ChatGPT と生成 AI がゼロトラストを強化する 10 の方法

サイバーセキュリティ CEO は顧客からどのようなフィードバックを受けていますか?

2023 RSA カンファレンスでインタビューを受けたサイバーセキュリティ プロバイダーの CEO は、企業顧客が改善における ChatGPT の価値を認識していると述べました。ネットワークセキュリティに加えて、機密データや知的財産が偶発的に漏洩するリスクについても懸念を表明した。 Cloud Security Alliance (CSA) はカンファレンス中に史上初の ChatGPT ガイダンス文書を発表し、業界に人工知能のロードマップを改善するよう呼びかけました。

NextDLP の CEO、Connie Stack 氏は、同社が Next の顧客による ChatGPT の使用を調査したところ、大企業の 97% が従業員がこのツールを使用していることが判明したと述べました。 Next の Reveal プラットフォーム上の端末の 10% が ChatGPT にアクセスしました。

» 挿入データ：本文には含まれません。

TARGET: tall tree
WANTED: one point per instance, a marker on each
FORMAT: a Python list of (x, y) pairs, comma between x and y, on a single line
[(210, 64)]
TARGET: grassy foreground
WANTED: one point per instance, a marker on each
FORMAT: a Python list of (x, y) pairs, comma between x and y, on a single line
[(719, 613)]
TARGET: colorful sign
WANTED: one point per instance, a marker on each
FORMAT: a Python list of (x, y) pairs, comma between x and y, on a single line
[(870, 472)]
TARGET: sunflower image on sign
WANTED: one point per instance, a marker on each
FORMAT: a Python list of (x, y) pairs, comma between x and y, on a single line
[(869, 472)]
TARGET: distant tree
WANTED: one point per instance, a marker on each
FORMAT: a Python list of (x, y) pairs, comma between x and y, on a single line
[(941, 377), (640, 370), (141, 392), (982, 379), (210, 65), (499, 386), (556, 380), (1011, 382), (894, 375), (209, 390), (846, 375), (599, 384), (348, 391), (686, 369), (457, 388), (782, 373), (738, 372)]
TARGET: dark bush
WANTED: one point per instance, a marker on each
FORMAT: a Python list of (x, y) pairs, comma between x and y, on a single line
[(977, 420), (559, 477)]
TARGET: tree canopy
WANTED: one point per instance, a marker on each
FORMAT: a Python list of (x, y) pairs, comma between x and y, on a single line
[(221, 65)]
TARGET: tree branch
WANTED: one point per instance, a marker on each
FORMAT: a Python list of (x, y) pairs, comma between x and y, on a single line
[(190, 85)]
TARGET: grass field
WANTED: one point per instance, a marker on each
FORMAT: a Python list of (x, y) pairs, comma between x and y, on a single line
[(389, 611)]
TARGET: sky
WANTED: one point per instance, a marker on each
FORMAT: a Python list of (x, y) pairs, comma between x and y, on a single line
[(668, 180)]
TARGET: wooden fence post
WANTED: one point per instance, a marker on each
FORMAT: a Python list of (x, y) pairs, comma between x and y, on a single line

RSA Conference 2023 でのインタビューでスタック氏は、「この新しいデータ損失ベクトルを評価している一部のお客様にとって、このレベルの ChatGPT 使用は大きな懸念事項です。次のお客様の一部は、これを完全に無効にすることを選択しました。 「その中には、一般向けの生成大規模言語モデルに知的財産や企業秘密が漏洩するリスクを受け入れることができなかったヘルスケア企業も含まれます。他の企業は、潜在的なメリットを受け入れ、慎重に進めることを選択しました。強化されたデータ損失などをサポートするために ChatGPT を使用することを選択しました」 "

新しいサイバーセキュリティ マッスル メモリの構築

生成 AI テクノロジには、脅威アナリスト、脅威ハンター、セキュリティ関連コンテンツ作成の学習と生産性を向上させる可能性があります。サイバーセキュリティ ベンダーが ChatGPT などの生成 AI ツールの導入を急ぐ主な動機は、セキュリティ オペレーション センター (SOC) のスタッフです。継続的な学習を組織の脅威防御の奥深くに組み込んで、侵入の試みが始まる前に「筋肉の記憶」に頼って適応し、対応し、侵入の試みを無力化できるようにする必要があります。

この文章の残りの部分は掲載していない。